Another significant barrier facing investors and developers of wind energy projects in Vietnam is the lack of available project finance. There is a lack of local finance and the Vietnamese power purchasing agreements do not follow international standards in the areas of force majeure, offtake interruptions, dispute resolution, grid connectivity, change in law and tariff escalation.
As Mr Brun also explained, “failure to provide full currency guarantees is a serious problem for bringing in international capital and international public finance to Vietnamese wind projects. The only way to currently finance wind projects is through Overseas Development Aid-financed or equity-financed projects setting certain limits to scale.”
A third significant barrier for larger wind power installation in Vietnam is the country’s weak grid system and competition with solar PV, which is rapidly expanding in the country and could ‘cannibalise’ grid capacity for wind projects.
“Looking at the issues and opportunities facing Vietnam to capture its wind potential, a realistic approach for onshore wind will likely be slow development owing to some of the barriers and mitigating actions described above,” Mr Brun said. “This will take time to overcome and implement. With that in mind and the aggressive scaling power demand for the expanding Vietnamese economy, the government should seriously consider leapfrogging to opportunities in offshore wind.
“Vietnam has exceptional offshore and near-coast wind opportunities. Offshore wind conditions not far from large load-centres, such as Ho Chi Minh city, have great potential according to the World Bank Energy Sector Management Assistance Programme and with reasonable water depths between 20 m and 50 m, this could easily be a wonderful opportunity for Vietnam to add yet more global suppliers to its fledgling wind industry.
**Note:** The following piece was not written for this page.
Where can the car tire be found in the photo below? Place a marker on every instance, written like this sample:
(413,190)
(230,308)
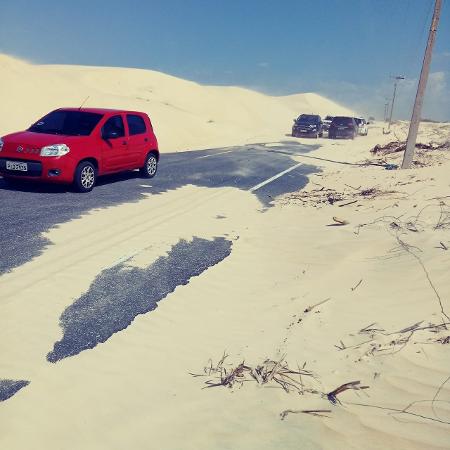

“Vietnam could quickly acquire obvious competences in supply, offshore foundations and substructures, creating new jobs and diversifying the industry,” Mr Brun concluded. “Fast-tracking offshore wind planning appears to be the right decision for Vietnam right now, where offshore wind technology is entering the region quickly thanks to the investment made in Taiwan.
“Because of a mix of conditions described above, Vietnam should consider taking a dual strategy planning for its wind power strategy, but there is certainly also a strong socio-economic business case for fast-tracking planning of the development of its vast offshore wind potential.”
In a presentation he gave at the conference, head of wind projects at the MOIT/GIZ energy support programme Tobias Cossen also highlighted lack of access to finance as an issue, along with complex and unclear investment procedures.
Mr Cossen said Vietnam needs a national wind power development programme, and support and advice is required to enable Vietnam to develop a suitable legal and regulatory environment. He also highlighted the need for capacity development and technology co-operation, the need to develop guidelines for environmental and social impact assessment, to provide support to developers to enable them to obtain finance for projects in the country and identify what kind of support mechanisms and feed-in tariffs would work best in the long term.